In 2016, Leung snatched a document from then undersecretary for development Eric Ma Siu-cheung during a meeting, prompting the government to alert police. He became the first lawmaker to be charged under the ordinance and was accused of creating a disturbance at a Legco meeting.
Last year, police also charged seven pan-democratic lawmakers under the ordinance over another chaotic meeting that May.
Civic Party chairman Alan Leong Kah-kit, a veteran barrister, said the ordinance was supposed to be “the imperial sword” to protect Legco members. But it was being used by the executive, headed by city leader Carrie Lam Cheng Yuet-ngor, to attack lawmakers instead, he said.
Having experienced the legal action first-hand, Leung said the latest development showed how much greater was the suppression opposition legislators now faced.
He said in his case, the government was the party which alerted police. But in the present case, it was the Legislative Council which called police on its own initiative. He added the situation now amounted to one group of lawmakers using a law which was supposed to protect all Legco members to target another set of legislators.
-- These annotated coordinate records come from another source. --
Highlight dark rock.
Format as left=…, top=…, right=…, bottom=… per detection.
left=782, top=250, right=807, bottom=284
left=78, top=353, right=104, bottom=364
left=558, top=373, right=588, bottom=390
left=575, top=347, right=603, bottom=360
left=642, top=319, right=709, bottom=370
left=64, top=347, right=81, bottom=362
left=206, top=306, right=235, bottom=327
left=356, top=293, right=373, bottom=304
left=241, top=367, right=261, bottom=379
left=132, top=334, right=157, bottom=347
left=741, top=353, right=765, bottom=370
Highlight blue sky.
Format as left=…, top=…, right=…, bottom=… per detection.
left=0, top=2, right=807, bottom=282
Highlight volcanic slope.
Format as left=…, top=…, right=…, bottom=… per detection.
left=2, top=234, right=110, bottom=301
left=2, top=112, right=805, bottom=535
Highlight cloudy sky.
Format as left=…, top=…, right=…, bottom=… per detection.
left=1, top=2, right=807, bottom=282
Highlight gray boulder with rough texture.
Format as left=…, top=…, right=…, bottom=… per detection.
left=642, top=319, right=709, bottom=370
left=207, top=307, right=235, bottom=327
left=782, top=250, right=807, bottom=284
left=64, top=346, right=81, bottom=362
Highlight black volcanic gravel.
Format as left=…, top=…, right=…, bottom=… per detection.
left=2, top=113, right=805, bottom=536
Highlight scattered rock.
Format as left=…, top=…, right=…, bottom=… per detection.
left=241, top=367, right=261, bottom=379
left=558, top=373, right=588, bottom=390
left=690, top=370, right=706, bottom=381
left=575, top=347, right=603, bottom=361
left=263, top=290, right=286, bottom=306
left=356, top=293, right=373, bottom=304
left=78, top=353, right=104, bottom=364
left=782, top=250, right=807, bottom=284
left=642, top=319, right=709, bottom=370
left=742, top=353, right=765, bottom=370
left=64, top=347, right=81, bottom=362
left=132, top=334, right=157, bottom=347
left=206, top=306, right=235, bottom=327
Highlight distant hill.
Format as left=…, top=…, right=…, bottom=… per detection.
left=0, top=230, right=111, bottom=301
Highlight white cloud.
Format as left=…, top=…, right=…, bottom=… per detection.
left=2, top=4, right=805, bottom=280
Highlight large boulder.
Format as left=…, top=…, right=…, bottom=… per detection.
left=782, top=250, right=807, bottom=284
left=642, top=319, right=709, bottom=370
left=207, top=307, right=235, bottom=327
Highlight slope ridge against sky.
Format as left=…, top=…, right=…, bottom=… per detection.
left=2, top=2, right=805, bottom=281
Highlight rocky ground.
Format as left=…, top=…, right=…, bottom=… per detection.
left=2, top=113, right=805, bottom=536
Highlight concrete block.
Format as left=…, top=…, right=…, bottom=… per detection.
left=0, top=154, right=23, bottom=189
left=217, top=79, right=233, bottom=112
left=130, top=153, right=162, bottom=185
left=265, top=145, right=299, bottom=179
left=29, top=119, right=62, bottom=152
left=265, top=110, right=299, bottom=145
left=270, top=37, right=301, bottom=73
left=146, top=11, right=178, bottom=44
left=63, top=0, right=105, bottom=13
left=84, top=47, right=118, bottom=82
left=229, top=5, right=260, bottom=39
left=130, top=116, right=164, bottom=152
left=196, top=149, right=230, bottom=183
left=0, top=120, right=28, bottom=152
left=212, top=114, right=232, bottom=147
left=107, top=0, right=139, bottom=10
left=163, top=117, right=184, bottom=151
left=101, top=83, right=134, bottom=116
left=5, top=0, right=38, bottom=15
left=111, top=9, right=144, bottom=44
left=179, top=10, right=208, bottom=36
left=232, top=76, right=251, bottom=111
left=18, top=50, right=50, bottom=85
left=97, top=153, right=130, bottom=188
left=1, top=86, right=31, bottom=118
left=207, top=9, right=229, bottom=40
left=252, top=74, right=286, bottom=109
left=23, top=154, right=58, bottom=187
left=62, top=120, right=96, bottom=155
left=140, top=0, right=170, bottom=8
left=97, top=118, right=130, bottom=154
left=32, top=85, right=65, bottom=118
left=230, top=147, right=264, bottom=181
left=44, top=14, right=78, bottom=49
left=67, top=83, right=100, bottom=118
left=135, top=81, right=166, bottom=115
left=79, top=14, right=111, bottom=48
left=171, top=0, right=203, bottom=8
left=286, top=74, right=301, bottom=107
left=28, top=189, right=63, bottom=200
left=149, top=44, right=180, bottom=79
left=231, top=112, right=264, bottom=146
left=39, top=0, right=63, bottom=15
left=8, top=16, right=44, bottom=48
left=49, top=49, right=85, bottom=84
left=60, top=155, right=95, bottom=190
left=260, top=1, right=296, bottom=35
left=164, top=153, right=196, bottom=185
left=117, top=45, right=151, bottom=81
“It just shows how ugly things have turned,” Leung said, expressing worries that it could become an increasingly common tactic to take aim at dissenters in the legislature.
He won his trial in a lower court, with the magistrate ruling that the law should not be applicable to lawmakers. But an appeal court overturned that decision, finding that lawmakers who interrupted Legco meetings were not protected from criminal sanctions, as there were limits to the privileges and immunity they enjoyed. Leung has filed an appeal to the city’s top court.
The Legco spokesman said that based on the Court of Appeal’s ruling, legislators were not precluded from the offence of contempt under the ordinance.
But Yeung, of the Civic Party, raised concerns about a lack of clarity over the boundaries of what lawmakers could do, as final adjudication in the case was still pending.
“It seems like law enforcement and the prosecutors are taking advantage of this grace period,” he said.
Chung, from the pro-establishment camp, believed that taking a firmer stand could have a deterrent effect, stopping those in the opposition camp from resorting to aggressive strategies.
It could also send a message to future Legco members, as he noted that some candidates preferred a more radical approach these days.
Executive Council member Ronny Tong Ka-wah, a senior counsel, said the Legco ordinance only protected members’ speech, not their actions.